From Jerónimos Monastery, head to the Monument to the Discoveries (Padrão dos Descobrimentos). As the name suggests, this 52-meter tall monument celebrates the Portuguese age of discovery during the 15th and 16th centuries. It is dedicated to some of Portugal’s most famous explorers. One of the highlights here is the marble map of the world on the floor, with the dates of the discoveries set in metal. You can also go to the top of the monument for a panoramic lookout over Belem.
The last landmark of the morning is Belém Tower, located close to Jerónimos Monastery. This is also a UNESCO World Heritage Site due to its significant role in Portuguese maritime discoveries. While it’s picture-perfect from the outside, there’s not much to see inside. Therefore, we recommend marveling at it from the outside until you are ready to grab lunch at one of the nearby cafes.
Afternoon – Walk along Tagus River and admire the 25 de Abril Bridge & Cristo Rei
This afternoon will have a more relaxed pace than the morning. After a long, leisurely lunch, take a walk along the bank of Tagus river towards Lisbon’s San Francisco-style suspension bridge, Ponte 25 de Abril. As you will see, this bridge is inspired by and closely resembles the Golden Gate Bridge.

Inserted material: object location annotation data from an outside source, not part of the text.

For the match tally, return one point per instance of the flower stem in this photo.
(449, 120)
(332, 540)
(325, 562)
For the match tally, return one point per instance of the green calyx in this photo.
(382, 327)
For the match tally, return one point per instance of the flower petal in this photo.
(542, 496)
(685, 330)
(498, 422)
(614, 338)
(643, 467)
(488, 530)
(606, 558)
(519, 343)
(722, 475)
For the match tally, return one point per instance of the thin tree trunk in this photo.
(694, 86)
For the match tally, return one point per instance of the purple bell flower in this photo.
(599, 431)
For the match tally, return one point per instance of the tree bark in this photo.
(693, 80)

The bridge has no pedestrian access, but that’s not a problem, as you’ll experience incredible views from river banks. Even so, many people believe the best viewpoint is from the other side of the river, particularly at the Cristo Rei (Sanctuary of Christ the King). Whether you decide to stay and relax by the river or venture to the Cristo Rei is up to you. If crossing the river, you can take that train that goes over the bridge.

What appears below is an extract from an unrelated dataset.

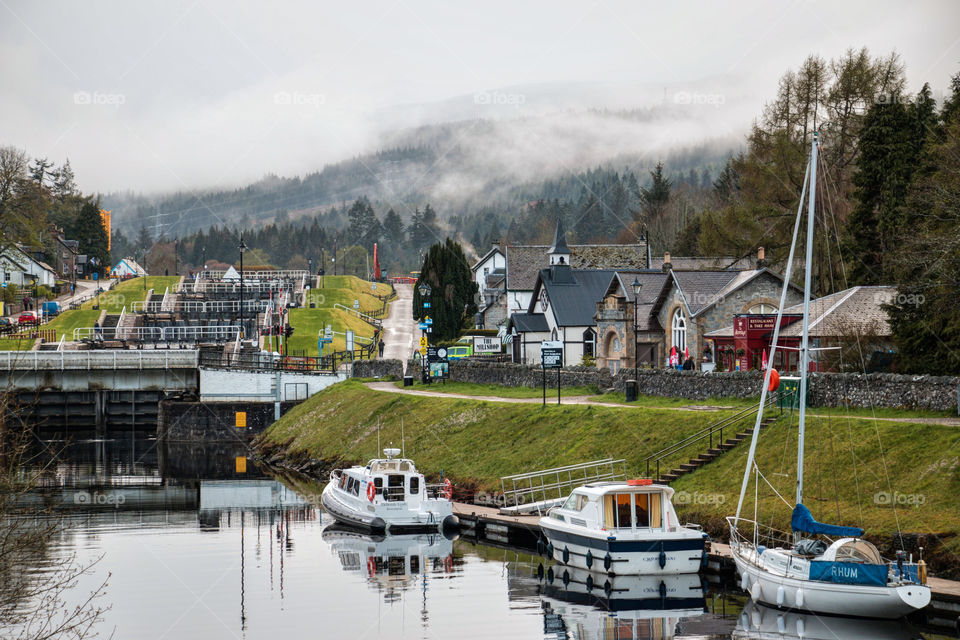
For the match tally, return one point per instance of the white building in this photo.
(127, 268)
(16, 267)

The Cristo Rei was also inspired by a famous landmark outside of Europe, the Christ the Redeemer statue of Rio de Janeiro, in Brazil. It’s worth checking out as you can climb to the top of the 269-foot statue for a small fee. This is one of the city’s most popular viewing platforms, with views extending over Lisbon and beyond.
Evening – Eat and drink in the converted warehouses of Santo Amaro Docks
The dock area below 25 de Abril Bridge is known as the Santo Amaro Docks in the Alcântara area. Here is one of the most pleasant places in Lisbon to spend an evening. Therefore, it seems fitting to spend the last night of your 3 days in Lisbon at Santo Amaro Docks. The docks house numerous warehouses converted into hipster bars, restaurants, and cafes, overlooking a vast marina.
If you’re a lover of the arts, you will enjoy the LxFactory space too. What was once a strip of industrial brick factories is now full of independent artsy shops, including Livraria Ler Devagar, one of the most aesthetically pleasing bookstores in the world. There are also some funky bars here to celebrate the end of a successful weekend in Lisbon.
If you’re backpacking through Europe, do not miss this enchanting Portuguese city! Likewise, if you’re a digital nomad staying in Portugal, or you’re living and working in another European country, Lisbon should be your next weekend trip!
Our 3 days in Lisbon itinerary makes planning your trip a breeze. We hope you enjoy Portugal’s capital as much as we do!